4. **Audit** — Every credential use is logged with SHA-256 hash chains.
The agent only sees a sentinel hostname (`aquaman.local`). It never sees a key, and no port is open for other processes to probe.
## Security Model
| Layer | What it does | What it stops |
|-------|-------------|---------------|
| **Process isolation** | Credentials in separate process, connected via Unix domain socket (`chmod 600`) | Compromised agent can't read keys — different address space, no TCP port to probe |
| **Service allowlisting** | `proxiedServices` controls which APIs the agent can reach | Agent can't talk to services you didn't authorize |
| **Request policies** | Method + path rules per service, enforced before credential injection | Agent can reach Anthropic but not its admin API; can draft emails but not send them |
| **Audit trail** | SHA-256 hash-chained logs of every credential use | Post-incident forensics, tamper detection, compliance evidence |
## Request Policies
OAuth scopes can't distinguish between "draft an email" and "send an email" — they're both `gmail.send`. Request policies fill that gap: allow the service, then restrict what happens inside it.
```yaml
# ~/.aquaman/config.yaml
policy:
anthropic:
defaultAction: allow
rules:
- method: "*"
path: "/v1/organizations/**"
action: deny # block admin/billing API
openai:
defaultAction: allow
rules:
- method: "*"
path: "/v1/organization/**"
action: deny # block admin API
- method: DELETE
path: "/v1/**"
action: deny # no deletions
slack:
defaultAction: allow
rules:
- method: "*"
path: "/admin.*"
action: deny # block Slack admin methods
gmail:
defaultAction: allow
rules:
- method: POST
path: "/v1/users/*/messages/send"
action: deny # drafts ok, sending blocked
```
- **No policy = allow all** (backward compatible)

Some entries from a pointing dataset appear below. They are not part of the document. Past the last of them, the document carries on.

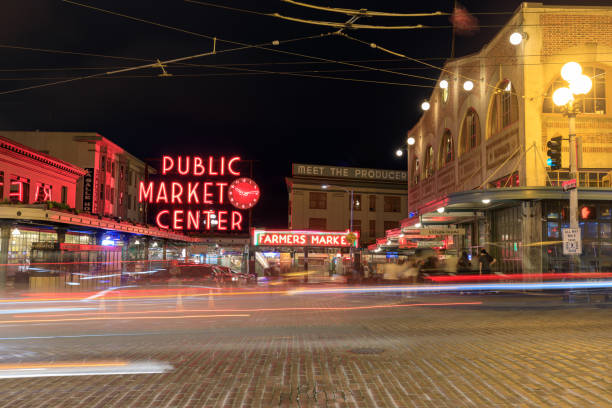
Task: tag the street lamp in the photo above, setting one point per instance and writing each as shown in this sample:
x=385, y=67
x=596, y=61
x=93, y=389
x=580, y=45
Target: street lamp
x=579, y=84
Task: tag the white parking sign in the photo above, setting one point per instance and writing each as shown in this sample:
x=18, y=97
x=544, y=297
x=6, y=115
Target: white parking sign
x=572, y=244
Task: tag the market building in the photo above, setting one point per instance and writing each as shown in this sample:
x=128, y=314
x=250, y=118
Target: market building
x=320, y=199
x=110, y=186
x=478, y=156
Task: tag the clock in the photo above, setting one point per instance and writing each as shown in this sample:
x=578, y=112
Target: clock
x=243, y=193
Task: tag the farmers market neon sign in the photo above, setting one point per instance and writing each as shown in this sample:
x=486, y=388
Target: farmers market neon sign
x=200, y=193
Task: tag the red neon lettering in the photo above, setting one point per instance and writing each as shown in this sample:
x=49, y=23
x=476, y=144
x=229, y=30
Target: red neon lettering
x=222, y=215
x=229, y=166
x=192, y=193
x=198, y=167
x=162, y=189
x=167, y=164
x=210, y=170
x=221, y=192
x=176, y=221
x=145, y=194
x=222, y=167
x=208, y=214
x=206, y=199
x=158, y=219
x=236, y=221
x=193, y=220
x=186, y=170
x=176, y=195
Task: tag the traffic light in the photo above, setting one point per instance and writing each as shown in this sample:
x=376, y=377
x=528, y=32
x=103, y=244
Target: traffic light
x=554, y=153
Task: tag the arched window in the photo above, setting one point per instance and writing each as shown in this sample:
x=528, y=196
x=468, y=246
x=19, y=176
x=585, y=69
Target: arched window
x=593, y=102
x=469, y=138
x=416, y=171
x=447, y=149
x=504, y=108
x=429, y=163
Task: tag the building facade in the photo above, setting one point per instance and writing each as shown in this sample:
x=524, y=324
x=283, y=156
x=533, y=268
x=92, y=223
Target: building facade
x=110, y=186
x=479, y=157
x=320, y=199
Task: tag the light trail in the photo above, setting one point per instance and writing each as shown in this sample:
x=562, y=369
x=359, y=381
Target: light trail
x=120, y=318
x=462, y=287
x=271, y=309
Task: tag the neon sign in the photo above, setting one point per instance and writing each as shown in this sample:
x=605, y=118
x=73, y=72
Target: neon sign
x=302, y=238
x=197, y=193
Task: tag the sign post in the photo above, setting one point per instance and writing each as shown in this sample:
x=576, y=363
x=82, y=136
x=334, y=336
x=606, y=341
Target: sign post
x=572, y=243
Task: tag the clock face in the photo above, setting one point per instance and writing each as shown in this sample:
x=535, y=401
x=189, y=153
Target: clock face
x=243, y=193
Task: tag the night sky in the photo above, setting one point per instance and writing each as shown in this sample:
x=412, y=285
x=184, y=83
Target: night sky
x=274, y=119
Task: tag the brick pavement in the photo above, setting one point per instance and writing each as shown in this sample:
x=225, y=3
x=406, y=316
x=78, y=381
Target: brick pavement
x=427, y=357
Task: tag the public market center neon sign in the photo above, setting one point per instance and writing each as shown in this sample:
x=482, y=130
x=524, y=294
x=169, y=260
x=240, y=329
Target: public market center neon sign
x=195, y=193
x=263, y=237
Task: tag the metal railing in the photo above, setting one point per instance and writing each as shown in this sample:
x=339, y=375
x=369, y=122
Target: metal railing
x=586, y=178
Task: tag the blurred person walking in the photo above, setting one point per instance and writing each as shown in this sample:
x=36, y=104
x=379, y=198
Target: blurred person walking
x=485, y=262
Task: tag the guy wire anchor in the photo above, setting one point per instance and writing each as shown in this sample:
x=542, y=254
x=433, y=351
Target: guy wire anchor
x=162, y=66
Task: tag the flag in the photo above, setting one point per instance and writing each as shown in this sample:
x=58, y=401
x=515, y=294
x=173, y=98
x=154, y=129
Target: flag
x=463, y=22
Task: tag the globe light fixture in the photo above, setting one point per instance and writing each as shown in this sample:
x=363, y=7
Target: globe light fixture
x=516, y=38
x=562, y=96
x=571, y=71
x=581, y=85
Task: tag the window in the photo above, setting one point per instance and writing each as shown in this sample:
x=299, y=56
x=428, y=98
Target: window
x=593, y=102
x=469, y=137
x=429, y=163
x=504, y=108
x=356, y=202
x=447, y=150
x=393, y=204
x=372, y=229
x=372, y=200
x=356, y=225
x=415, y=171
x=391, y=225
x=19, y=190
x=43, y=193
x=318, y=200
x=317, y=223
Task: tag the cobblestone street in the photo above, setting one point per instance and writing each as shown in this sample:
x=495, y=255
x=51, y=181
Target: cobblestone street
x=517, y=353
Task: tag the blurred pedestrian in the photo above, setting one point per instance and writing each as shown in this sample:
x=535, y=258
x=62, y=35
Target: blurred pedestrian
x=463, y=264
x=485, y=262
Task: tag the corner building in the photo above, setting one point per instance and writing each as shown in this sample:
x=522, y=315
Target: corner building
x=480, y=155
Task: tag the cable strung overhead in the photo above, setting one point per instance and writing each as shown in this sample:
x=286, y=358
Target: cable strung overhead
x=364, y=12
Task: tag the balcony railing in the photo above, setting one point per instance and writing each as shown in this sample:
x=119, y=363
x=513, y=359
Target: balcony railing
x=586, y=178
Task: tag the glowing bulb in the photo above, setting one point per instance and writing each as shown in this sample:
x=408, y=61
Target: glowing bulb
x=581, y=85
x=571, y=71
x=562, y=96
x=516, y=38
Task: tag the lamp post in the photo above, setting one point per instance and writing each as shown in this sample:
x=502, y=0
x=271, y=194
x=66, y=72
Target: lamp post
x=579, y=84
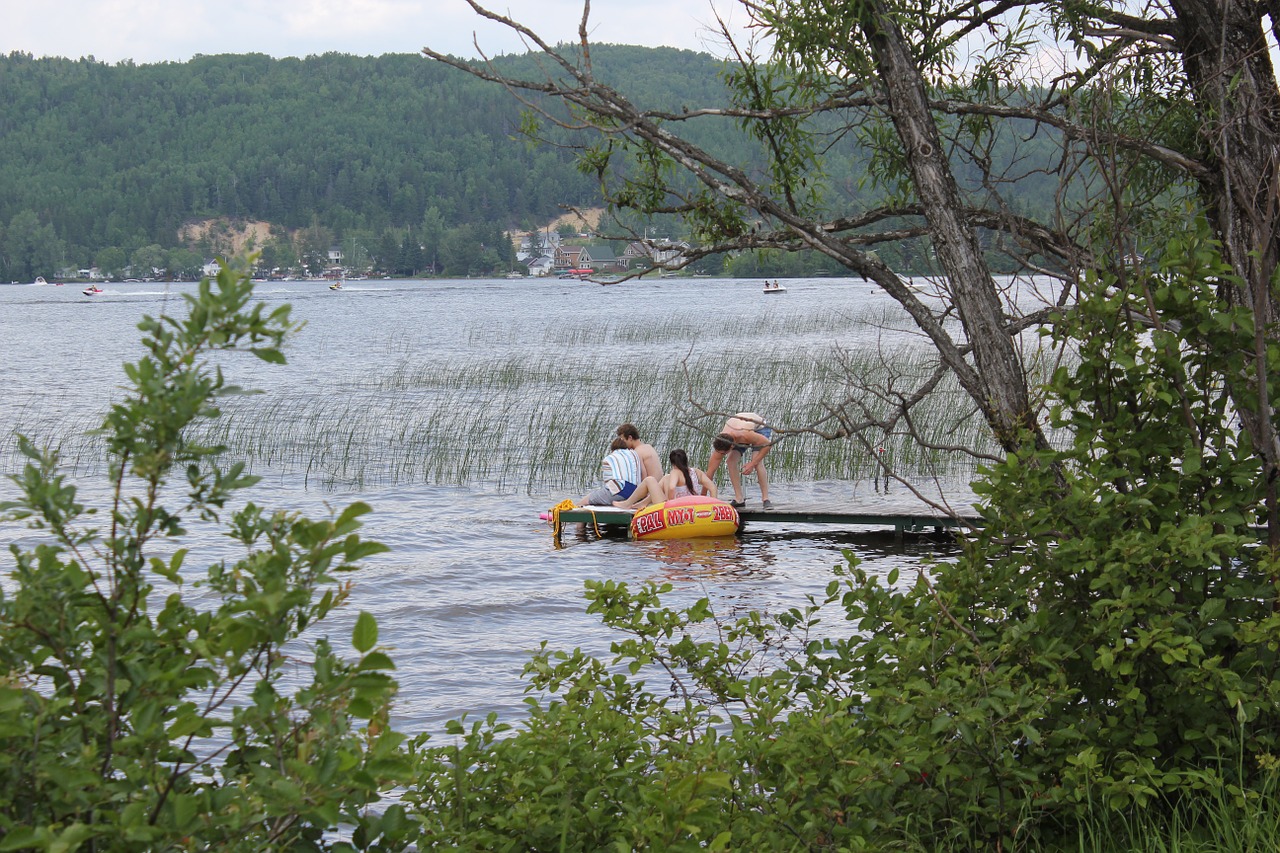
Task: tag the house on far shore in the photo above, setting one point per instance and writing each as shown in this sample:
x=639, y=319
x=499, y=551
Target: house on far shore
x=663, y=254
x=542, y=267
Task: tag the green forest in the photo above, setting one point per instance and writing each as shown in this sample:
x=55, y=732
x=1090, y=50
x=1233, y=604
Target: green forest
x=406, y=164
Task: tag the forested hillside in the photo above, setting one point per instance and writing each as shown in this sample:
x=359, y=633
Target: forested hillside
x=402, y=162
x=97, y=156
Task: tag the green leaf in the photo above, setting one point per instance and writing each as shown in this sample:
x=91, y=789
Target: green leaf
x=376, y=661
x=365, y=634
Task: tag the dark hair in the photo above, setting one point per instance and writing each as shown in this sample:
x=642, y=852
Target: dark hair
x=680, y=459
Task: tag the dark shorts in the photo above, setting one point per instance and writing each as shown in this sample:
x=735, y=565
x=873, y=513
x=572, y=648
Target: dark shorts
x=746, y=448
x=604, y=497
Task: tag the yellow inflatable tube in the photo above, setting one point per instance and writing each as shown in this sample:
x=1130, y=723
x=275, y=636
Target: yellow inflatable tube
x=688, y=518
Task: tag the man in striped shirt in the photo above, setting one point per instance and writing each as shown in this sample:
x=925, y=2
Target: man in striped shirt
x=621, y=471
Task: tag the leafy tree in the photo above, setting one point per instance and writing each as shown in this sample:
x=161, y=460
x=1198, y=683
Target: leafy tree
x=1106, y=643
x=1100, y=658
x=147, y=707
x=30, y=249
x=147, y=259
x=1147, y=129
x=112, y=260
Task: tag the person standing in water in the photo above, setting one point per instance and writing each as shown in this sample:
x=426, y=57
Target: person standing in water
x=741, y=433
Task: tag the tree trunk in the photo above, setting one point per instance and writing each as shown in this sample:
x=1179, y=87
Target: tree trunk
x=1002, y=395
x=1229, y=68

- **First match wins** — rules evaluated top-to-bottom, unmatched requests fall through to `defaultAction`
- **Denied before auth** — blocked requests never get real credentials
- **Path globs:** `*` matches within a segment, `**` matches zero or more segments
- **`aquaman setup`** applies safe defaults (blocks admin/billing endpoints for stored services)

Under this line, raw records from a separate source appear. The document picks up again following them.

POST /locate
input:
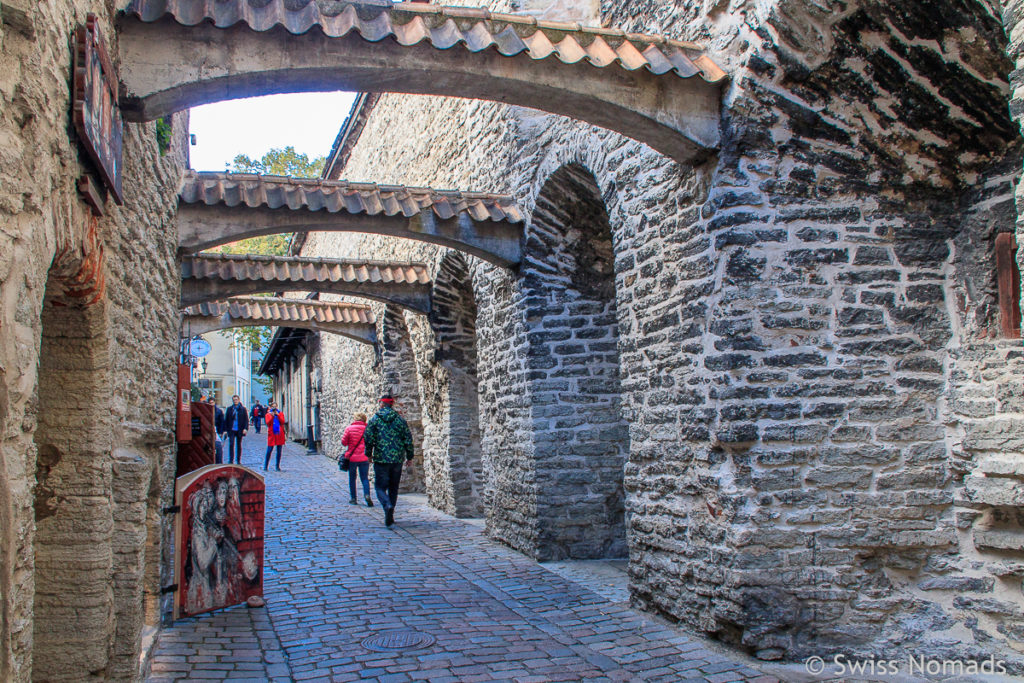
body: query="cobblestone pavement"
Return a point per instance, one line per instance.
(335, 575)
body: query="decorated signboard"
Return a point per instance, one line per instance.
(96, 116)
(218, 536)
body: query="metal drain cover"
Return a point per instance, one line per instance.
(397, 640)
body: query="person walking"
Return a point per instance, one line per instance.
(388, 442)
(237, 421)
(276, 427)
(257, 415)
(356, 455)
(218, 429)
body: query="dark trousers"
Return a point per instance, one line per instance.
(386, 479)
(235, 446)
(266, 462)
(363, 469)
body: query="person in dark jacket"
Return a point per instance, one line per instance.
(388, 442)
(237, 423)
(258, 413)
(357, 461)
(218, 426)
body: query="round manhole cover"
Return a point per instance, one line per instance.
(397, 640)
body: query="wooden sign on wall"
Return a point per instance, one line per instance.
(96, 115)
(218, 536)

- **`aquaman policy list`** shows all configured rules; **`aquaman policy test `** dry-runs a request
- **`aquaman doctor`** validates your policy config and warns about typos
## Credential Backends
| Backend | Best For | Setup |
|---------|----------|-------|
| `keychain` | Local dev on macOS (default) | Works out of the box |
| `encrypted-file` | Linux, WSL2, CI/CD | AES-256-GCM, password-protected |
| `keepassxc` | Existing KeePass users | Set `AQUAMAN_KEEPASS_PASSWORD` or key file |
| `1password` | Team credential sharing | `brew install 1password-cli && op signin` |
| `vault` | Enterprise secrets management | Set `VAULT_ADDR` + `VAULT_TOKEN` |
| `systemd-creds` | Linux with systemd ≥ 256 | TPM2-backed, no root required |
| `bitwarden` | Bitwarden users | `bw login && export BW_SESSION=$(bw unlock --raw)` |
**Important:** `encrypted-file` is a last-resort backend for headless Linux/CI environments without a native keyring. For better security, install `libsecret-1-dev` (for GNOME Keyring), use `systemd-creds` (Linux with TPM2), or use 1Password/Vault.
## Security Audit
`openclaw security audit --deep` reports two expected findings:
- **`dangerous-exec`** on `proxy-manager.ts` — the plugin spawns the proxy as a separate process. This is how aquaman keeps credentials out of the agent.
- **`tools_reachable_permissive_policy`** — OpenClaw warns that plugin tools (like `aquaman_status`) are reachable when no restrictive tool profile is set. This is an environment-level advisory about your agent's tool policy, not a vulnerability in aquaman. If your agents handle untrusted input, set `"tools": { "profile": "coding" }` in `openclaw.json` to restrict which tools agents can call.
`aquaman setup` adds the plugin to `plugins.allow` automatically so OpenClaw knows you trust it.